Le joueur format de poche a été l’un des préférés du public sherbrookois. Normal, car en plus d’avoir maintenu un ratio d’environ un point par match lors de son passage dans la LHJMQ, Wieser gagnait le cœur des amateurs grâce à son charisme.

Quitter la Suisse à 17 ans n’a pas été facile, mais dans la tête de Tim Wieser, il s’agissait de la seule option possible.

« J‘ai choisi le Canada parce que je pensais que c’était la meilleure chose à faire. C’est dans la Ligue canadienne de hockey que l’on retrouve les meilleurs joueurs d’âge junior au monde et la ligue junior en Suisse n’est pas l’idéale pour s’améliorer. Ma première saison à Sherbrooke était un peu bizarre pour moi. Je ne parlais pas anglais ni français et j’étais tout de même à 8 h de vol de ma ville natale, de ma famille et de mes amis. »
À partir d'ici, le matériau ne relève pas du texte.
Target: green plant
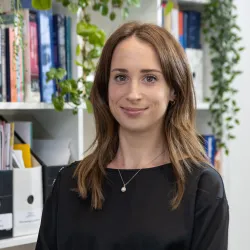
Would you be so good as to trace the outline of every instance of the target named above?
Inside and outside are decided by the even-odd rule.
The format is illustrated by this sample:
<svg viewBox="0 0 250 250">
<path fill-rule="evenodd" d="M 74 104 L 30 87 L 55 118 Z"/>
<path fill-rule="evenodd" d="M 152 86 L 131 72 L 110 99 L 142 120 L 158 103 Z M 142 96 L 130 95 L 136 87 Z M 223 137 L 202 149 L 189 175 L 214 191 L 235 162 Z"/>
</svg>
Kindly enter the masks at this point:
<svg viewBox="0 0 250 250">
<path fill-rule="evenodd" d="M 233 86 L 241 74 L 237 70 L 240 52 L 240 28 L 236 24 L 236 6 L 232 0 L 210 0 L 203 12 L 203 33 L 209 45 L 212 63 L 211 97 L 207 97 L 211 120 L 209 126 L 216 136 L 217 147 L 229 153 L 227 141 L 234 139 L 232 131 L 239 124 L 240 108 L 235 100 L 238 90 Z"/>
<path fill-rule="evenodd" d="M 77 45 L 76 55 L 81 59 L 75 61 L 78 67 L 82 68 L 83 75 L 78 79 L 64 79 L 65 69 L 52 68 L 47 72 L 47 81 L 56 81 L 60 91 L 52 97 L 54 107 L 58 111 L 64 109 L 64 105 L 73 105 L 74 114 L 77 113 L 78 106 L 82 102 L 86 103 L 88 112 L 92 112 L 92 105 L 89 101 L 92 82 L 88 77 L 95 72 L 96 59 L 101 55 L 106 34 L 103 30 L 91 23 L 89 14 L 90 7 L 93 11 L 99 12 L 102 16 L 107 16 L 111 21 L 115 20 L 117 10 L 121 10 L 123 18 L 129 15 L 129 8 L 139 7 L 140 0 L 57 0 L 64 7 L 73 13 L 81 12 L 81 18 L 77 23 L 76 32 L 81 37 L 82 42 Z M 40 10 L 50 9 L 51 0 L 32 0 L 33 7 Z M 65 96 L 70 96 L 70 103 L 65 102 Z"/>
<path fill-rule="evenodd" d="M 13 69 L 15 69 L 15 65 L 19 63 L 18 57 L 20 56 L 20 51 L 24 51 L 25 44 L 23 41 L 23 15 L 21 12 L 21 0 L 11 0 L 11 9 L 13 10 L 14 15 L 14 23 L 13 23 L 13 29 L 15 32 L 15 40 L 12 44 L 13 46 L 13 62 L 14 65 L 12 65 Z M 3 10 L 0 9 L 0 14 L 3 13 Z M 9 21 L 9 20 L 8 20 Z M 8 22 L 7 21 L 7 22 Z M 0 16 L 0 23 L 4 23 L 4 20 L 2 16 Z"/>
</svg>

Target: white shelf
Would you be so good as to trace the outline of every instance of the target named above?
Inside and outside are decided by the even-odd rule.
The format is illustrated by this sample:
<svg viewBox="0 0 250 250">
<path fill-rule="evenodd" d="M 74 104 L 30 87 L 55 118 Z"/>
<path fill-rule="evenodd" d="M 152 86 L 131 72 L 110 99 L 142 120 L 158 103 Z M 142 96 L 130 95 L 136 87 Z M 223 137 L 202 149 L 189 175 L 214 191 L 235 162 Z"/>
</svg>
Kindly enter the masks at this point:
<svg viewBox="0 0 250 250">
<path fill-rule="evenodd" d="M 178 3 L 188 3 L 188 4 L 207 4 L 210 0 L 178 0 Z"/>
<path fill-rule="evenodd" d="M 209 110 L 209 103 L 207 102 L 198 102 L 197 110 Z"/>
<path fill-rule="evenodd" d="M 37 234 L 0 240 L 0 249 L 36 243 Z"/>
<path fill-rule="evenodd" d="M 86 105 L 82 104 L 79 108 L 86 109 Z M 43 110 L 54 109 L 53 104 L 48 103 L 23 103 L 23 102 L 0 102 L 0 110 Z M 64 109 L 72 109 L 68 104 L 64 106 Z M 208 110 L 208 103 L 197 103 L 198 110 Z"/>
<path fill-rule="evenodd" d="M 86 105 L 83 104 L 80 108 L 85 109 Z M 48 109 L 53 110 L 53 104 L 49 103 L 25 103 L 25 102 L 0 102 L 0 110 L 39 110 Z M 65 103 L 64 109 L 73 109 L 68 103 Z"/>
</svg>

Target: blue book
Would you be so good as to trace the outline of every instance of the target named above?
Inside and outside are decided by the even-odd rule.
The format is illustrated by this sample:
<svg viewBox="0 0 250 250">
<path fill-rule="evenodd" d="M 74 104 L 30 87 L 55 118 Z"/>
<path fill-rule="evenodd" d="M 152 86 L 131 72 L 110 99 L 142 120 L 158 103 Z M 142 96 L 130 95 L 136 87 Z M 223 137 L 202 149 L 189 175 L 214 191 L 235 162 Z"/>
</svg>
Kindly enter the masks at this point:
<svg viewBox="0 0 250 250">
<path fill-rule="evenodd" d="M 46 73 L 54 67 L 53 63 L 53 24 L 51 11 L 37 12 L 38 54 L 39 54 L 39 85 L 41 102 L 51 103 L 56 92 L 53 80 L 46 82 Z"/>
<path fill-rule="evenodd" d="M 188 13 L 183 12 L 183 48 L 187 48 L 188 43 Z"/>
<path fill-rule="evenodd" d="M 204 147 L 211 164 L 214 166 L 216 155 L 216 139 L 214 135 L 203 135 Z"/>
<path fill-rule="evenodd" d="M 65 40 L 66 40 L 66 67 L 67 78 L 72 78 L 72 53 L 71 53 L 71 17 L 65 17 Z"/>
<path fill-rule="evenodd" d="M 187 11 L 187 48 L 200 49 L 201 13 Z"/>
<path fill-rule="evenodd" d="M 72 79 L 72 53 L 71 53 L 71 17 L 65 16 L 65 50 L 67 79 Z M 66 95 L 66 101 L 70 101 L 70 94 Z"/>
</svg>

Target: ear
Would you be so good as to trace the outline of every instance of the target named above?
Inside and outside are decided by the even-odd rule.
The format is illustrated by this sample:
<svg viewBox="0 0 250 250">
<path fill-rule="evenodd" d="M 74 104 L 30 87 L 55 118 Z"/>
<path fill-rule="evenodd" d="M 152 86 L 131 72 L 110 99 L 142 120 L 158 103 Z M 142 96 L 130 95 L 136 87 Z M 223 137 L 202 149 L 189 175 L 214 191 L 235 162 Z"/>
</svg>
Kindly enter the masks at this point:
<svg viewBox="0 0 250 250">
<path fill-rule="evenodd" d="M 176 98 L 176 94 L 175 94 L 174 89 L 172 89 L 172 90 L 170 91 L 170 98 L 169 98 L 169 100 L 170 100 L 170 101 L 175 101 L 175 98 Z"/>
</svg>

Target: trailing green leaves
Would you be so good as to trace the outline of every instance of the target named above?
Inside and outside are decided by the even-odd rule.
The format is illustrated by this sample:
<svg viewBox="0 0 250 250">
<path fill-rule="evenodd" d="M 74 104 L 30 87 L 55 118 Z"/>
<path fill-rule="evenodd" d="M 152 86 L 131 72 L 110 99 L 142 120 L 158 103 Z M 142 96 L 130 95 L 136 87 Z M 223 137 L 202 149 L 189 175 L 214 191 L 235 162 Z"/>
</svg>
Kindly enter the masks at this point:
<svg viewBox="0 0 250 250">
<path fill-rule="evenodd" d="M 18 0 L 20 1 L 20 0 Z M 88 112 L 92 112 L 90 102 L 90 91 L 93 83 L 87 81 L 88 77 L 95 72 L 96 59 L 101 55 L 101 50 L 106 40 L 105 32 L 98 26 L 91 23 L 91 16 L 88 13 L 91 9 L 97 11 L 102 16 L 107 16 L 111 21 L 117 17 L 116 9 L 119 9 L 123 18 L 129 15 L 130 7 L 140 7 L 140 0 L 56 0 L 72 13 L 81 12 L 81 19 L 76 24 L 76 33 L 82 38 L 82 43 L 76 47 L 77 60 L 75 64 L 82 68 L 83 75 L 77 80 L 65 79 L 67 72 L 62 68 L 52 68 L 47 72 L 47 81 L 54 80 L 59 90 L 52 97 L 52 102 L 56 110 L 64 109 L 65 97 L 69 96 L 73 104 L 73 114 L 77 114 L 78 106 L 83 102 L 86 104 Z M 39 10 L 51 9 L 51 0 L 32 0 L 33 7 Z"/>
<path fill-rule="evenodd" d="M 32 6 L 38 10 L 49 10 L 52 7 L 52 0 L 32 0 Z"/>
<path fill-rule="evenodd" d="M 212 63 L 211 97 L 209 102 L 211 120 L 208 125 L 217 139 L 217 147 L 229 153 L 227 141 L 235 139 L 233 129 L 239 125 L 236 118 L 240 108 L 235 101 L 238 92 L 233 88 L 235 78 L 242 72 L 237 70 L 240 52 L 240 28 L 236 25 L 236 6 L 231 0 L 210 0 L 203 12 L 203 34 L 209 44 Z"/>
</svg>

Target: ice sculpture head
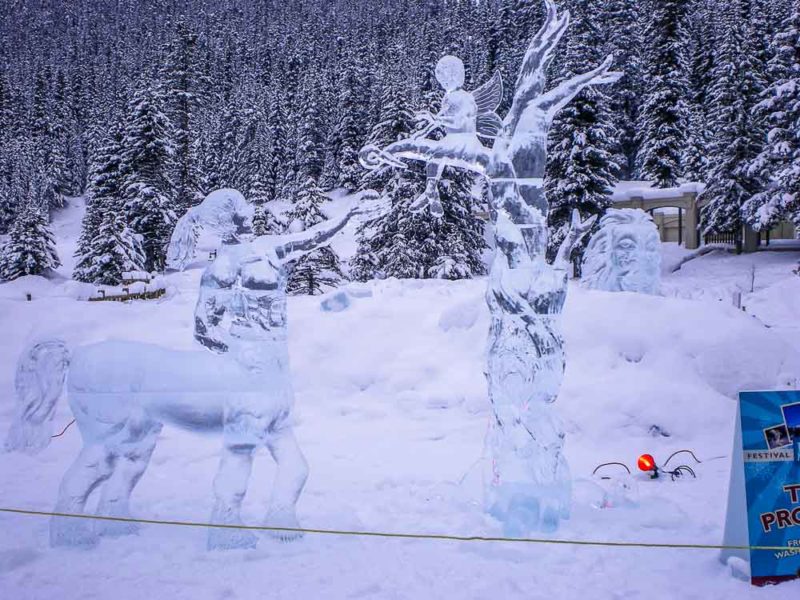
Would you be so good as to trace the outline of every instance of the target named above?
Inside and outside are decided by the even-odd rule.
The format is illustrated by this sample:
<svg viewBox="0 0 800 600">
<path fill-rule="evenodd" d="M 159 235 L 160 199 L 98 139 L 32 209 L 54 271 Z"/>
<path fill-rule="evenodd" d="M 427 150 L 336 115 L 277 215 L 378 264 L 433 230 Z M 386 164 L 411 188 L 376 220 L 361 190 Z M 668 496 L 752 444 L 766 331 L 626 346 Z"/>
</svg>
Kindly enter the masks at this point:
<svg viewBox="0 0 800 600">
<path fill-rule="evenodd" d="M 218 353 L 286 343 L 286 272 L 274 249 L 226 248 L 203 273 L 195 339 Z"/>
<path fill-rule="evenodd" d="M 464 85 L 464 63 L 456 56 L 443 56 L 436 63 L 436 81 L 448 92 Z"/>
<path fill-rule="evenodd" d="M 583 273 L 591 289 L 657 294 L 661 239 L 650 215 L 637 208 L 609 209 L 589 242 Z"/>
<path fill-rule="evenodd" d="M 182 271 L 198 249 L 219 250 L 223 244 L 238 244 L 252 230 L 254 207 L 233 189 L 211 192 L 190 208 L 175 224 L 167 246 L 167 266 Z"/>
</svg>

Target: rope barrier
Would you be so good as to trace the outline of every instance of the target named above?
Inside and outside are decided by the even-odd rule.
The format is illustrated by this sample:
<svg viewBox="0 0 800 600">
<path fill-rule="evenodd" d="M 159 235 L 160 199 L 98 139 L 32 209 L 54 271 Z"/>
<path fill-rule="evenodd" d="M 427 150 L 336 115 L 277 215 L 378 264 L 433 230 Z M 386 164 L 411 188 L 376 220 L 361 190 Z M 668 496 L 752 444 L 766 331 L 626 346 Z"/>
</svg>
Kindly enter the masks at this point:
<svg viewBox="0 0 800 600">
<path fill-rule="evenodd" d="M 69 519 L 94 519 L 97 521 L 118 521 L 122 523 L 142 523 L 146 525 L 175 525 L 179 527 L 214 527 L 217 529 L 245 529 L 248 531 L 284 531 L 291 533 L 315 533 L 355 537 L 376 537 L 392 539 L 438 540 L 452 542 L 514 542 L 524 544 L 553 544 L 560 546 L 600 546 L 610 548 L 672 548 L 683 550 L 764 550 L 780 552 L 794 550 L 790 546 L 726 546 L 723 544 L 669 544 L 651 542 L 603 542 L 596 540 L 558 540 L 548 538 L 514 538 L 493 536 L 464 536 L 436 533 L 395 533 L 385 531 L 349 531 L 344 529 L 311 529 L 305 527 L 271 527 L 269 525 L 238 525 L 223 523 L 203 523 L 197 521 L 166 521 L 161 519 L 136 519 L 133 517 L 110 517 L 103 515 L 80 515 L 61 512 L 25 510 L 21 508 L 0 508 L 0 512 L 38 517 L 65 517 Z"/>
<path fill-rule="evenodd" d="M 55 439 L 55 438 L 58 438 L 58 437 L 61 437 L 62 435 L 64 435 L 65 433 L 67 433 L 67 429 L 69 429 L 70 427 L 72 427 L 72 425 L 73 425 L 74 423 L 75 423 L 75 419 L 72 419 L 72 421 L 70 421 L 69 423 L 67 423 L 67 426 L 66 426 L 66 427 L 64 427 L 64 429 L 62 429 L 62 430 L 61 430 L 61 433 L 57 433 L 57 434 L 55 434 L 55 435 L 51 435 L 50 437 L 51 437 L 51 438 L 54 438 L 54 439 Z"/>
</svg>

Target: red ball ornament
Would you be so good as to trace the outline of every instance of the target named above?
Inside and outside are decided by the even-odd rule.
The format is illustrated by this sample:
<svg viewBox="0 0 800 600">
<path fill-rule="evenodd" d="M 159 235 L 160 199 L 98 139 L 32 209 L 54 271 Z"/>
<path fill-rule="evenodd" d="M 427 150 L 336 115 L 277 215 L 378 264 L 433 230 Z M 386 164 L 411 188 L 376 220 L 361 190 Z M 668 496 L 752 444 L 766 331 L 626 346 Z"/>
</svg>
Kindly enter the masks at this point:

Le numéro 53 du Bleu et Crème s’est fait apprécier rapidement de ses nouveaux coéquipiers.

« J’ai rencontré des gars qui sont devenus mes meilleurs amis même encore aujourd’hui. Carl Neill et Chase Harwell m’ont vraiment aidé à m’adapter. Après quelques semaines, tout était devenu plus facile grâce à eux. Malheureusement, on comptait sur une jeune équipe lors de la deuxième saison de l’histoire du Phœnix et on n’a pas fait les séries. Malgré tout, c’était les plus beaux moments de ma vie », admet-il.

L’année suivante, après une saison de 44 points en 54 matchs, il a pu compter sur la présence d’un autre joueur de la Suisse: Kay Schweri.

« C’était irréel. Je ne peux pas expliquer à quel point c’était génial de jouer avec mon ami Kay. Il m’a même permis d’établir le record du plus grand nombre de buts en une saison chez le Phoenix (38). Je profitais de ses talents de passeur. J’aurais voulu accéder au deuxième tour des séries, mais ces deux saisons ont été la meilleure période de ma vie. J’étais tellement fier de jouer pour le Phœnix et d’écrire l’histoire du hockey junior à Sherbrooke. Je vais aussi toujours me souvenir de ma famille de pension et du directeur général Patrick Charbonneau, qui était comme mon deuxième père. »

Le retour au bercail

Même s’il est tombé en amour avec le Québec, Tim Wieser a choisi de retourner en Suisse à l’âge de 20 ans.

« J’avais discuté avec mon agent et ma famille de mon avenir et de ma carrière. Je me rappelle que Pat m’avait proposé de rester pour disputer mon année 20 ans dans la LHJMQ, mais j’ai décidé de retourner jouer en Suisse chez les professionnels pour gagner plus d’argent, enfin! »

Or, Tim Wieser s’est rapidement ennuyé du Canada.

« Ma vie en Suisse maintenant n’est pas comme celle au Canada. Cette époque me manque. Ici, en Suisse, tout est différent. Je joue dans la meilleure ligue suisse et je travaille à temps partiel dans un cabinet d’avocats. Je ne suis pas satisfait de mon évolution des dernières années. J’ai eu des hauts et des bas et j’ai connu de bonnes et de mauvaises expériences depuis mon départ du Phœnix. »

Tim Wieser admet ne rien regretter malgré tout.

« Je suis vraiment fier de voir à quel point j’ai déjà vécu de nombreuses expériences à l’âge de 23 ans. J’en suis rendu à ma quatrième formation en Suisse. J’habite un bel appartement et je joue pour un club prestigieux dans mon pays natal: Winterthur EHC. »

L’ancien Phœnix admet que son but demeure le même: jouer dans la meilleure ligue de son pays.

« J’aimerais par contre revenir à Sherbrooke à l’occasion. Je m’ennuie de l’endroit et des gens. Je suis vraiment reconnaissant envers toutes les personnes qui m’ont donné la chance de jouer au Canada et d’y être heureux. Ces expériences m’ont permis de devenir l’homme que je suis aujourd’hui », résume-t-il.